Il primo ingrediente della pozione magica è molto concreto e si chiama programmazione. Banalmente, sei o sette undicesimi dei titolari di oggi giocano insieme dai tempi dell’Under 21. Bale, Ramsey, Gunter, Church, Hennessey, Ledley, King sono tutti figli della stessa nidiata, benedetta dal caso ma anche dal coraggio di un allenatore ruvido come John Toshack, abbastanza pazzo da far esordire dei diciassettenni e da trasformarli in titolari inamovibili in mezzo a vecchi pirati d’area di rigore come Bellamy e Hartson. La giovinezza è un’arma, non una debolezza. E la lezione si tramanda di ct in ct: così Gary Speed fa di Ramsey il capitano più giovane della storia, e Chris Coleman schiera Harry Wilson a 16 anni e 207 giorni. Tra parentesi, il nonno del ragazzo, che aveva scommesso sulla sua convocazione in nazionale quando Harry aveva soli due anni, incassa così 125mila sterline. Sortilegio anche questo?

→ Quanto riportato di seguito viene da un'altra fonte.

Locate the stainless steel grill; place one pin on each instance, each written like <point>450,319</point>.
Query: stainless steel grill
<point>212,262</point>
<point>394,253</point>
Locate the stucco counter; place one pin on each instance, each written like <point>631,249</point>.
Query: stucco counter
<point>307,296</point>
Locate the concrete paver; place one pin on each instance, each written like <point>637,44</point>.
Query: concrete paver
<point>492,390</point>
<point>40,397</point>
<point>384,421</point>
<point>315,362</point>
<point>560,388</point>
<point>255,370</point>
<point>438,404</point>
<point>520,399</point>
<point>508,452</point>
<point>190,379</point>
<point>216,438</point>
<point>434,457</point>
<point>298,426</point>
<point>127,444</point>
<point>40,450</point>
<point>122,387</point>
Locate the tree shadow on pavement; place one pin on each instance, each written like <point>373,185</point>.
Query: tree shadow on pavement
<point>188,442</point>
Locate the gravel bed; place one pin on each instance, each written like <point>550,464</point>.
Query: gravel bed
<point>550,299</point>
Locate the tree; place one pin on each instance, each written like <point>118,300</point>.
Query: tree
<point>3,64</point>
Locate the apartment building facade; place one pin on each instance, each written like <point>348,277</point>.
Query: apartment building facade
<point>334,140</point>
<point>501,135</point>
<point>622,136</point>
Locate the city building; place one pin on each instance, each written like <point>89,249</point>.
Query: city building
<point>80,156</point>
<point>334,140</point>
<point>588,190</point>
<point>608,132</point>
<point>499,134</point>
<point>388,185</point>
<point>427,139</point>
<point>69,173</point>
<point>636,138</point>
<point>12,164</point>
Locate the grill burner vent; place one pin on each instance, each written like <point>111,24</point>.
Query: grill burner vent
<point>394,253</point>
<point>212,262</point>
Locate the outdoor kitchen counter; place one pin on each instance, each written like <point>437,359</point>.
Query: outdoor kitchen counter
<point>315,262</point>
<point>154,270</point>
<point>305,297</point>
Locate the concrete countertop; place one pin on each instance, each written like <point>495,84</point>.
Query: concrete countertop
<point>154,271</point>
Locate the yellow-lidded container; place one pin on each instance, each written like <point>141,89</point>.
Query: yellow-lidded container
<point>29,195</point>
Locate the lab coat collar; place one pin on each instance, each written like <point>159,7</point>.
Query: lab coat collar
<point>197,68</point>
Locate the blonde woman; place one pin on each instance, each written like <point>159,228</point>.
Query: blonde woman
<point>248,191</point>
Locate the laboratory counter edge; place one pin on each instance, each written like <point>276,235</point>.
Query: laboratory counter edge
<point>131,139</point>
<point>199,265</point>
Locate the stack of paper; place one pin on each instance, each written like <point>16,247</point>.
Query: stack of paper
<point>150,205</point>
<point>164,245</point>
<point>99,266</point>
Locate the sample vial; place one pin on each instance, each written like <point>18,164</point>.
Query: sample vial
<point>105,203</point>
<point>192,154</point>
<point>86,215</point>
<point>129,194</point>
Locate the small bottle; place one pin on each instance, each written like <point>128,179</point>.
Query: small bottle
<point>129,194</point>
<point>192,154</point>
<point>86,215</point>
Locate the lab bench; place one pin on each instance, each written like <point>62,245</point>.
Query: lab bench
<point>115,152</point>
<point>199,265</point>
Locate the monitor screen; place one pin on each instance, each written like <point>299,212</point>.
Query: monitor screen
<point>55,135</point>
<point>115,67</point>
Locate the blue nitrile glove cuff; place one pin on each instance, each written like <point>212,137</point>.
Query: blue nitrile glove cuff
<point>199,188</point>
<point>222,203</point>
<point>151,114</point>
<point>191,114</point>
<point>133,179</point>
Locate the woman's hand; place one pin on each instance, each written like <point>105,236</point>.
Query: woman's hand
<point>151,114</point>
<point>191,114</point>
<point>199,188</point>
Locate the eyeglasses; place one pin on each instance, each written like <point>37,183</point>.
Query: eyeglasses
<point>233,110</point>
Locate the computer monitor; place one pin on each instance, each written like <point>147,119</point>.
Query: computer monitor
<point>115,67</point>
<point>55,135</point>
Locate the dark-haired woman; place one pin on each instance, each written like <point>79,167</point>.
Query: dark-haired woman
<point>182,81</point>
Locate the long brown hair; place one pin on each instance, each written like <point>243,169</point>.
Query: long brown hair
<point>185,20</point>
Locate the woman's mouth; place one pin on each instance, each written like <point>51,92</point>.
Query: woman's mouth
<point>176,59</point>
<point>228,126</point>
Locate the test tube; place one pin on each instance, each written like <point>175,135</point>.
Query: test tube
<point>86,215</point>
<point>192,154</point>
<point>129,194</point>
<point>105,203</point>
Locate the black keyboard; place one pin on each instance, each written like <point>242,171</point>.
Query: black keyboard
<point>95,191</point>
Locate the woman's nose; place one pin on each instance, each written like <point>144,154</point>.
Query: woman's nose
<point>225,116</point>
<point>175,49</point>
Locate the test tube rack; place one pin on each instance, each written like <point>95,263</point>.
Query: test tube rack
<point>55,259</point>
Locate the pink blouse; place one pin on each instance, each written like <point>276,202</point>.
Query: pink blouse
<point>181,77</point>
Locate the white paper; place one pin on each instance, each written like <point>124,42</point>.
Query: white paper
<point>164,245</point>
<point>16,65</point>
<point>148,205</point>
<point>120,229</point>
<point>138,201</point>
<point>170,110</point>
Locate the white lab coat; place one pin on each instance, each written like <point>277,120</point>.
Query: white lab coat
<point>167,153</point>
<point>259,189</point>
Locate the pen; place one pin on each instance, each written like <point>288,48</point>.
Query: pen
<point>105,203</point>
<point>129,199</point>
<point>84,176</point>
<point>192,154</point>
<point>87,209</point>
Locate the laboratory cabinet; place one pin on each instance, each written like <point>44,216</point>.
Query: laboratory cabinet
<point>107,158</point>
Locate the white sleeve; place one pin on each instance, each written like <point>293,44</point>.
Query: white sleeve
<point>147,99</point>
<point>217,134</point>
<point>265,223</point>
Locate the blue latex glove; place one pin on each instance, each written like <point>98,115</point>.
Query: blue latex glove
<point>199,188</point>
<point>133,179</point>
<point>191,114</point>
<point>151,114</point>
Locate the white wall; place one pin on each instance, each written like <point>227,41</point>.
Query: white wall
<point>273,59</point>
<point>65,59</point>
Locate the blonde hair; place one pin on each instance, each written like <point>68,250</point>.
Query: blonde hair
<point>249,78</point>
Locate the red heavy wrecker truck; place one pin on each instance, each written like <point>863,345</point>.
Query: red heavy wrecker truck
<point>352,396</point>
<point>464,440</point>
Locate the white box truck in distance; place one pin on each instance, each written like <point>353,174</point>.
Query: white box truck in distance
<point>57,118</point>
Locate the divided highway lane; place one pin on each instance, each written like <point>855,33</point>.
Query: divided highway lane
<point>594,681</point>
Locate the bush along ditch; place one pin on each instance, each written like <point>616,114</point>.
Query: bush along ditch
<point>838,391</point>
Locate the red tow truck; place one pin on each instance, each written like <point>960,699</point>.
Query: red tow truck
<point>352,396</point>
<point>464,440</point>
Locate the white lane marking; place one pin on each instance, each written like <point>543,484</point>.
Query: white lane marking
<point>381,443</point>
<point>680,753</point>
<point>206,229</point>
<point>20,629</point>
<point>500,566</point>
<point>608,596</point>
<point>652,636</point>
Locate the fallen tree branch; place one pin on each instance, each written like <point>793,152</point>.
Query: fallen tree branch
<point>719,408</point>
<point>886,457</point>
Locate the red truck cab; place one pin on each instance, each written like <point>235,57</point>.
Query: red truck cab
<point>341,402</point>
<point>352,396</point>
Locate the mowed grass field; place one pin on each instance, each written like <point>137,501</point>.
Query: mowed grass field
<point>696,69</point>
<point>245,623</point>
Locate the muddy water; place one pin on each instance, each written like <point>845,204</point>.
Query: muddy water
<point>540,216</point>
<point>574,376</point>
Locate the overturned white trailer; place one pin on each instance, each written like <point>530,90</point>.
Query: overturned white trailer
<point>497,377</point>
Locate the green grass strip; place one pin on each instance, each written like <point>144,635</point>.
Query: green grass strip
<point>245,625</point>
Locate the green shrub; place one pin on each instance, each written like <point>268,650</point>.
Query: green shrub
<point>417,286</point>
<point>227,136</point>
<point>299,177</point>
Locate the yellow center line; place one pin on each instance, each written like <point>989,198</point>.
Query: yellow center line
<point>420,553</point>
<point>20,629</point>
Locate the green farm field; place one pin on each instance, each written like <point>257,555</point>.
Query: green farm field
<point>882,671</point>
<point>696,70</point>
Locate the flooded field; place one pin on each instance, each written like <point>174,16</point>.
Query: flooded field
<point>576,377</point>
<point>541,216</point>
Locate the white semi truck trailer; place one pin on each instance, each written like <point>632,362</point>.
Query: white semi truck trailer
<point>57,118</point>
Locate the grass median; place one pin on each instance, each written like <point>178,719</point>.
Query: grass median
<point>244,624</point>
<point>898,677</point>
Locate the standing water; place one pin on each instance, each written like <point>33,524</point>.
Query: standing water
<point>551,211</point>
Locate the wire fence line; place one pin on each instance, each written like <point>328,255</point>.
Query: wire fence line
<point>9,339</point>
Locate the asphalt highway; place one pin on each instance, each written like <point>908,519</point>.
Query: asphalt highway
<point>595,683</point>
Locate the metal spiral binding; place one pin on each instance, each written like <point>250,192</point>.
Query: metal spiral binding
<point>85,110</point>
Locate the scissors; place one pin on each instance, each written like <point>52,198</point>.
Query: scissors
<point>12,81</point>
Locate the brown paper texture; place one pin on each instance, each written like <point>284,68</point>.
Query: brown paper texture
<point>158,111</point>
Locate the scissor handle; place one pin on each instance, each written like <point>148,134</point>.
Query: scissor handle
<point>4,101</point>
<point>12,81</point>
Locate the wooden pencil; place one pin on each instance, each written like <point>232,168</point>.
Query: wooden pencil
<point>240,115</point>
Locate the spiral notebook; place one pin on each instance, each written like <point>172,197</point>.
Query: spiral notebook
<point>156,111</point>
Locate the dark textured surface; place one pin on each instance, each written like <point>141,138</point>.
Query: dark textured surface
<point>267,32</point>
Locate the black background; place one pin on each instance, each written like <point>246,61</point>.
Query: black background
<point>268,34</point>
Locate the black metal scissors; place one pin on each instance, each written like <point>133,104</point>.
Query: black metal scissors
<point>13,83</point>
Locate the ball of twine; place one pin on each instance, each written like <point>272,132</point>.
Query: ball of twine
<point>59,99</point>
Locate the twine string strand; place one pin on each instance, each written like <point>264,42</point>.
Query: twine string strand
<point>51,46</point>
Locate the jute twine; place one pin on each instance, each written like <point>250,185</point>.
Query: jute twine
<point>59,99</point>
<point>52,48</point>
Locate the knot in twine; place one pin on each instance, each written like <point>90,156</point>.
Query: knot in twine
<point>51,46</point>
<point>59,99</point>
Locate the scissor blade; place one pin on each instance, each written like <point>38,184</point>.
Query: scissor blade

John Toshack fu abbastanza pazzo da far esordire dei diciassettenni e da trasformarli in titolari inamovibili
Il secondo ingrediente è la determinazione. Gente strana, i gallesi: non hanno eroi cinematografici in kilt e cornamuse, non hanno quadrifogli e indipendenze da festeggiare, né guerre civili a portarli sulla ribalta. Dimenticati, confusi con gli odiati inglesi, canzonati per i toponimi illeggibili. Logico che abbiano sviluppato una tigna tutta celtica, che pervade questo angolo di montagne e costa fatto di miniere di carbone, cantieri e il Pil pro-capite più basso del Regno Unito. D’altronde in Galles si rifugiarono i britanni che resistevano ai sassoni invasori, figuriamoci se potevano bastare 57 anni di delusioni calcistiche per far desistere 3 milioni di fieri testoni.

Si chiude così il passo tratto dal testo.